だけど、その人が「正直、40代にもなって何がしたいかわからない人は困る」というようなことを言っていて、その後は二度と読みにいかなくなった。


自分がその人の指導の対象外だとわかったし、はっきり言えばアタマにきたからだ。


今いる状況からなかなか抜け出せない人がいる。わたしもそうだ。


十年一日の日常を送っている。


それは私がそういう道を選んでいるからだ。だけど、少しずつもがいている。少しずつ新しいものを見ようとしている。

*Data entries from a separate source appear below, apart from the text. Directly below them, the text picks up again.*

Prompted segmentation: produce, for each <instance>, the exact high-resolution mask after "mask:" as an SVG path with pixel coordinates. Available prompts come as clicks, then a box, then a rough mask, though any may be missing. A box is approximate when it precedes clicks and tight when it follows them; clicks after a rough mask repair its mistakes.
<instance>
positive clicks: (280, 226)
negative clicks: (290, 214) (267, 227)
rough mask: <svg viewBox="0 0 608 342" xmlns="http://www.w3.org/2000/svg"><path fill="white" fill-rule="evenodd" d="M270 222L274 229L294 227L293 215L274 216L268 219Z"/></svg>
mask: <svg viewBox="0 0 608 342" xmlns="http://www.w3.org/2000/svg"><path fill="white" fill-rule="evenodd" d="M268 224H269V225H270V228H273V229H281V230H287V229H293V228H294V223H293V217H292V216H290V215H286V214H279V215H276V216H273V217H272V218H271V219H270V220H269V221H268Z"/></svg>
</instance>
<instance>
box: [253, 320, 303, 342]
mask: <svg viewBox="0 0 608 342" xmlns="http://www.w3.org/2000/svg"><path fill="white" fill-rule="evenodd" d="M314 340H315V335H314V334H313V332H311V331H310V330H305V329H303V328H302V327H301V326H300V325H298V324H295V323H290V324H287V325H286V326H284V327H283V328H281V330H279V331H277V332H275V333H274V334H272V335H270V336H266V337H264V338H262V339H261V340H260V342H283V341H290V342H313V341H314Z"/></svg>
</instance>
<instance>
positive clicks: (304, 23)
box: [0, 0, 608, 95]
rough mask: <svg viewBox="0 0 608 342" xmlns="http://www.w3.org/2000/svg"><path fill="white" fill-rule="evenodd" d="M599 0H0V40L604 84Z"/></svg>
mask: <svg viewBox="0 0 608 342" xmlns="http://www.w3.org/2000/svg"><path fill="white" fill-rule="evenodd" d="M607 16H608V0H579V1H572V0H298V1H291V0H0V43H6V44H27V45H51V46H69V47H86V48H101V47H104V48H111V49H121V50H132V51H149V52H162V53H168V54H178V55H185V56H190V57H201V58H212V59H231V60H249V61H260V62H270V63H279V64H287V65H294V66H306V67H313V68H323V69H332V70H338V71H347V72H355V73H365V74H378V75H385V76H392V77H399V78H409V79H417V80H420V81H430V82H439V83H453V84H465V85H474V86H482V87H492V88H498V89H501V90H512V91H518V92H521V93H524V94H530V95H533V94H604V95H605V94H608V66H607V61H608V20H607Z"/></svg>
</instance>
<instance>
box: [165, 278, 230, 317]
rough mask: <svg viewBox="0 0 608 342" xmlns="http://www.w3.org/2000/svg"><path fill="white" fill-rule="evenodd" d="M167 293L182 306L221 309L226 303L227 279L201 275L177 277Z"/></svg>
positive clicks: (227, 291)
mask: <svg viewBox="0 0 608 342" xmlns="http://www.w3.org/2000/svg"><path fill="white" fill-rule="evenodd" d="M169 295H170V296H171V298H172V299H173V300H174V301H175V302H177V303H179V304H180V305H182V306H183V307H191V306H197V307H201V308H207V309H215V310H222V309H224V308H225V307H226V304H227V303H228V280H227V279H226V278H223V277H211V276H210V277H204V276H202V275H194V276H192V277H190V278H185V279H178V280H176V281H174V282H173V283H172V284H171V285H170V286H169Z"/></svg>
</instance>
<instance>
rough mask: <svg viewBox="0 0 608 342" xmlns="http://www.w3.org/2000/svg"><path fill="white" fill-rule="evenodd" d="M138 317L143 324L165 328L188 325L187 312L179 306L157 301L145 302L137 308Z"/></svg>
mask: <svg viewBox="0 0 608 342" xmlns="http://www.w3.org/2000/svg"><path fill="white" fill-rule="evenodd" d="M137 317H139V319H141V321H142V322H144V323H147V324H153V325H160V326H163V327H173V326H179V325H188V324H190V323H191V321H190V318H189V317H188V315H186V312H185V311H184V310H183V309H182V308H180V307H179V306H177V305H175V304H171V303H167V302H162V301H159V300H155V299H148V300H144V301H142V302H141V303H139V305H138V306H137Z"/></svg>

そういう人を「もう遅い」と突き放すような先生に、山崎ナオコーラの『お父さん大好き』をつきつけたい。

 

 

お父さん大好き (文春文庫)

お父さん大好き (文春文庫)

 

 

 


【ネタばれ注意】

 


(といいつつ、お父さん大好きが本棚のどこにあるのか発掘できない。近日中に発掘して正確に引用します。ごめんなさい)


脳内から引用するとこんなふう。


仕事がうまくいかず、妻にも逃げられた30代の男性。あとには妻の連れ子、娘が残された。娘はふがいない主人公を「お父さん」と慕ってくれている。


ろくに子の面倒もみられない自分、出社してもまったく成果をあげられない自分、帰ってくると疲れはてて泥のように眠り込んでしまう自分。


それでも、朝、布団から出て、窓をあける。


そのこと自体が、「生きる」「今日も生きる」というシュプレヒコールなのだ。こぶしを挙げて叫ぶのとおんなじなのだ。


……


ていう話。


わたしはこれを先生につきつけて、何が言いたいのか?


「生きる」とシュプレヒコールをあげている人を、ジャッジしてほしくない、と言いたいのです。